1563 there was a new stone tower with 12 candlelight as source for light but already 1585 it was replaced with a covered lantern and from 1624 coal was used for light.

During the centuries wood, candlelights, coal, oil, kerosene and electricity have been used to send out a beam that reached 50K as a minimum.
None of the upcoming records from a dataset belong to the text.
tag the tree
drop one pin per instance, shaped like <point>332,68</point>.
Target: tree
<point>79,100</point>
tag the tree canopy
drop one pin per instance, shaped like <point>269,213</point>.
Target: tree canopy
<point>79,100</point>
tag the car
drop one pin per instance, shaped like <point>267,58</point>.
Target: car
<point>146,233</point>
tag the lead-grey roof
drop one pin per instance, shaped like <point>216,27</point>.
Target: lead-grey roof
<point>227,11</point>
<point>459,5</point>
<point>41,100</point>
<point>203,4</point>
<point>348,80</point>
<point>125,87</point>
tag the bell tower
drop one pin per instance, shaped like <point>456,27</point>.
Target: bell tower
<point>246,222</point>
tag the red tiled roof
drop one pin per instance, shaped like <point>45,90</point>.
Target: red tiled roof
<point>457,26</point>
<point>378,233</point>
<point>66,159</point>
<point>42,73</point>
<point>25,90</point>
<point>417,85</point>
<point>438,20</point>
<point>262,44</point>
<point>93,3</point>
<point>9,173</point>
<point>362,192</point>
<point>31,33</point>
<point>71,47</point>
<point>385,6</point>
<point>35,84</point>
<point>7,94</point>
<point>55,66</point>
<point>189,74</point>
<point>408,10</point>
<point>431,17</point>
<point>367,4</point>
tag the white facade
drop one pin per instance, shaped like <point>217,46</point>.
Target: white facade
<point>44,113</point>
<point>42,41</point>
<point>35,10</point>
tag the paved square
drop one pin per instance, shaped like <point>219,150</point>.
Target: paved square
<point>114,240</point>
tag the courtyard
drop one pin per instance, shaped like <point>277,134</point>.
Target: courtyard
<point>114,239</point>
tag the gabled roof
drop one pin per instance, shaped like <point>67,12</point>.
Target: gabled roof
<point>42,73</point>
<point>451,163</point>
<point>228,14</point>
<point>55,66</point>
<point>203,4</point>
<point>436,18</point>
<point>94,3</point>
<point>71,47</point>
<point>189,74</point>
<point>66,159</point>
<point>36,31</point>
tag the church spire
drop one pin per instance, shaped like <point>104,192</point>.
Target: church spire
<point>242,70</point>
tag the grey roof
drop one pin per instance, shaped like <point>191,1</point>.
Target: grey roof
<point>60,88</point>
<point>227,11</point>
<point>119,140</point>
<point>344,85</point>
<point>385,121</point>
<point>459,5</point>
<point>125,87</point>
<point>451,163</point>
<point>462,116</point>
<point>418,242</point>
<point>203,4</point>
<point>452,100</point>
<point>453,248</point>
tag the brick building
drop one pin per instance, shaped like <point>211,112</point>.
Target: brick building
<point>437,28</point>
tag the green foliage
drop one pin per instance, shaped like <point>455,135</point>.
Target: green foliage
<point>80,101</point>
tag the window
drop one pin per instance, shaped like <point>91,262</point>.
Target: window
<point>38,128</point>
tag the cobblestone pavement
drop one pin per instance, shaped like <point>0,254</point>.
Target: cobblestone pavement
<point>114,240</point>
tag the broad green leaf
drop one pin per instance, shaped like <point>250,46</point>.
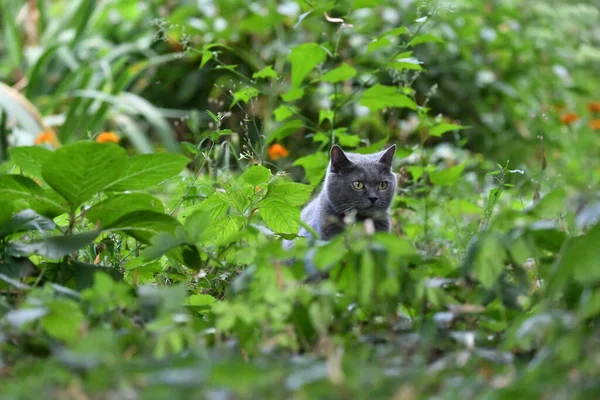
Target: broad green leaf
<point>425,38</point>
<point>244,95</point>
<point>108,211</point>
<point>304,58</point>
<point>30,158</point>
<point>81,170</point>
<point>339,74</point>
<point>266,72</point>
<point>284,111</point>
<point>17,187</point>
<point>257,175</point>
<point>293,94</point>
<point>53,247</point>
<point>27,220</point>
<point>379,96</point>
<point>146,170</point>
<point>489,261</point>
<point>144,224</point>
<point>285,130</point>
<point>293,193</point>
<point>447,177</point>
<point>376,44</point>
<point>314,166</point>
<point>280,216</point>
<point>439,130</point>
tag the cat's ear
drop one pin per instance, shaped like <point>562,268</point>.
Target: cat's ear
<point>339,159</point>
<point>388,156</point>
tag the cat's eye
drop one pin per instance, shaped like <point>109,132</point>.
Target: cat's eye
<point>358,185</point>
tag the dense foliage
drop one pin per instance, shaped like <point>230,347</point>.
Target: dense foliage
<point>155,154</point>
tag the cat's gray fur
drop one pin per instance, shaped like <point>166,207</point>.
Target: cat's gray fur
<point>338,199</point>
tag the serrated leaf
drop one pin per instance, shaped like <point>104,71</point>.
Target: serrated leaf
<point>280,216</point>
<point>53,247</point>
<point>27,220</point>
<point>285,130</point>
<point>30,158</point>
<point>244,95</point>
<point>293,193</point>
<point>81,170</point>
<point>314,166</point>
<point>378,43</point>
<point>257,175</point>
<point>266,72</point>
<point>440,129</point>
<point>146,170</point>
<point>304,58</point>
<point>108,211</point>
<point>379,96</point>
<point>339,74</point>
<point>284,111</point>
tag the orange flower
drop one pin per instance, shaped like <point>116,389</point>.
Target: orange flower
<point>594,106</point>
<point>108,137</point>
<point>277,151</point>
<point>568,118</point>
<point>47,136</point>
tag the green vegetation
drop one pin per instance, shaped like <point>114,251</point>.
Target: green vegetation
<point>155,154</point>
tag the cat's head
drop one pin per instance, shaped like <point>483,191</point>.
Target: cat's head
<point>361,182</point>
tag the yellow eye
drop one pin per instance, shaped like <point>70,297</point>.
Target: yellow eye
<point>358,185</point>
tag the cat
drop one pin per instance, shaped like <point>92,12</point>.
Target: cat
<point>359,185</point>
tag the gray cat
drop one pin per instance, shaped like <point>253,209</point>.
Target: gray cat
<point>356,185</point>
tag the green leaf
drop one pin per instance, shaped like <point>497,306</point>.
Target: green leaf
<point>447,177</point>
<point>293,193</point>
<point>53,247</point>
<point>339,74</point>
<point>425,38</point>
<point>146,170</point>
<point>108,211</point>
<point>266,72</point>
<point>81,170</point>
<point>27,220</point>
<point>17,187</point>
<point>304,58</point>
<point>379,96</point>
<point>144,224</point>
<point>201,300</point>
<point>284,111</point>
<point>30,158</point>
<point>293,94</point>
<point>581,257</point>
<point>257,175</point>
<point>314,166</point>
<point>489,261</point>
<point>378,43</point>
<point>63,320</point>
<point>285,130</point>
<point>280,216</point>
<point>244,95</point>
<point>439,130</point>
The present lighthouse is built in stone and brick and has three large 1 order Fresnel lenses in a lens house that rotates four times per minute, hence giving twelve flashes per minute. Based on Augustin-Jean Fresnel's design, the lens house was constructed by the French company Barbier & Barnard and delivered in the summer of 1900. It consists of three lenses of 2.58 m in diameter, weighs 6 metric tons and originally rotated on a base filled with 50 liters of mercury. The mercury was replaced in September 2016 with two bearings. The Kullen lighthouse was automated in 1979 and is remote-controlled by the Swedish Maritime Administration's check at Norrköping. The last keeper left in 1996.

== Area setting ==
The Kullen Lighthouse is situated within the Kullaberg Nature Reserve, a cliff and forest habitat for a variety of rare species, criss-crossed by numerous hiking trails. Approximately three kilometers to the southeast is the harbour town of Mölle.